Following the useful introductory piece, Willmott proceeds to discuss every naval conflict in the period, from the Sino-Japanese War to the end of the series events that evolved from the First World War. Included herein are some little-known wars, notably the Greco-Turkish War of 1897 and the naval components of the Balkan Wars of 1912-3. Naturally, the World War receives extensive coverage, but the number of pages devoted to lesser conflicts is impressive. The narrative is followed by a detailed 72-page chronology of the First World War at sea; this is a very useful resource in its own right to students of the subject.
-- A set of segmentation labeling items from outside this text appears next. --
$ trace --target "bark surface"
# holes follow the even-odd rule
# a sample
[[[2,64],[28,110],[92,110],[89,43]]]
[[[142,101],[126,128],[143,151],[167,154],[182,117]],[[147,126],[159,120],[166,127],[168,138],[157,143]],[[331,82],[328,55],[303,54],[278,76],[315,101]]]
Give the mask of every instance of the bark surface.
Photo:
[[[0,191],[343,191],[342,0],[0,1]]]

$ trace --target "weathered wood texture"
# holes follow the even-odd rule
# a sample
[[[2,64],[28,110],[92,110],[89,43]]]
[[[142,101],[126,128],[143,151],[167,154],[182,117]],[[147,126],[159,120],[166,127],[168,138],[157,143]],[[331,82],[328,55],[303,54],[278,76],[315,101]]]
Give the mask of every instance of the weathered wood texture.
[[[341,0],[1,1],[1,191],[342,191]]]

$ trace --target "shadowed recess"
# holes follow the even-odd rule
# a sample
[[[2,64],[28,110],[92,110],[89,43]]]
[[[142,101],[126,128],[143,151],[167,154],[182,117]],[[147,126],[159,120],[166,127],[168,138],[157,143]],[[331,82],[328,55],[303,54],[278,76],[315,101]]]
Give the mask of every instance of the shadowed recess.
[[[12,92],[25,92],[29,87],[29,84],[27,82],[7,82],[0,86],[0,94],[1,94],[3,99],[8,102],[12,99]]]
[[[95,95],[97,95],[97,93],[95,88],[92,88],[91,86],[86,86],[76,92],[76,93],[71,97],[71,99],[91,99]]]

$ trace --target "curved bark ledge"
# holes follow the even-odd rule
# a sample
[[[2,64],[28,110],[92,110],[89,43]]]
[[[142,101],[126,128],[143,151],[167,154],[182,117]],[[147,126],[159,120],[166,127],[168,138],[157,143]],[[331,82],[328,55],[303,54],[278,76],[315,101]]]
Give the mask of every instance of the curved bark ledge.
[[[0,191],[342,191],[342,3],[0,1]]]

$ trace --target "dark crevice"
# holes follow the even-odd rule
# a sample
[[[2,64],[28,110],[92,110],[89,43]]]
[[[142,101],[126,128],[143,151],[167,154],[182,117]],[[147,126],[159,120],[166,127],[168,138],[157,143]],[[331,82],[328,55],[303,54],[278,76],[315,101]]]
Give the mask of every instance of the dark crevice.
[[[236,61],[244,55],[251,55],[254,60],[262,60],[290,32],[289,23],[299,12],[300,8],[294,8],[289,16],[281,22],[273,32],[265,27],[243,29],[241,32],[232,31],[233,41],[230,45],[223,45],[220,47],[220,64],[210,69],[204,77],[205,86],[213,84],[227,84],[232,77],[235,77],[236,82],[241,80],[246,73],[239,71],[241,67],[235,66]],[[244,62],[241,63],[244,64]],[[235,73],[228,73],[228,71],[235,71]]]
Willmott's research is exhaustive. The select bibliography gives only a small sense of the material consulted; a more meaningful measure of it can be found in the extensive endnotes and the appendices that follow some chapters. For example, the chapter on the First World War in the Atlantic is followed by no fewer than eight appendices, which include detailed narrative discussions of the actions at Heligoland, Coronel, the Falkland Islands, Dogger Bank, and Jutland, each of which in turn offers details of all the individual ships known to be involved, including auxiliaries, and a brief discussion of the action and results, as well as analysis specific to the battle in question. The remaining four appendices offer extensive statistical evidence on the German submarine effort against maritime trade and the convoy system employed to combat it, along with further analytical comments. All told, these comprise thirty-four pages of densely-packed information.


The reader is presented with this wealth of information in a somewhat unusual form. Chapters are generally brief, focusing on developing a specific argument without burdening the narrative with collections of evidence that might otherwise distract from the point of primary focus. This is a very effective method of organization, and Willmott's insightful commentary is thus afforded the clarity it deserves. When one proceeds to the aforementioned appendices and the extensive collection of largely explanatory endnotes, the depth of the evidence supporting his analysis is readily apparent.


Criticisms of this volume are minor. The level of assumed knowledge is quite high, so readers without some background in the era and specialty will likely find themselves a bit lost from time to time as Willmott moves easily (and often without notice) between topics. Context will provide sufficient explanation in many cases, given careful reading, but this is not an introductory volume. The maps included are perhaps a bit general and slightly below the current standard, and are often oriented in directions other than the usual true north, making them less intuitive, albeit only initially.


In all, Willmott has produced an extraordinary volume. His analysis is clear, well-supported, sometimes unconventional but always compelling. This book, and certainly the two volumes that follow it, will remain landmark studies of Twentieth Century naval warfare.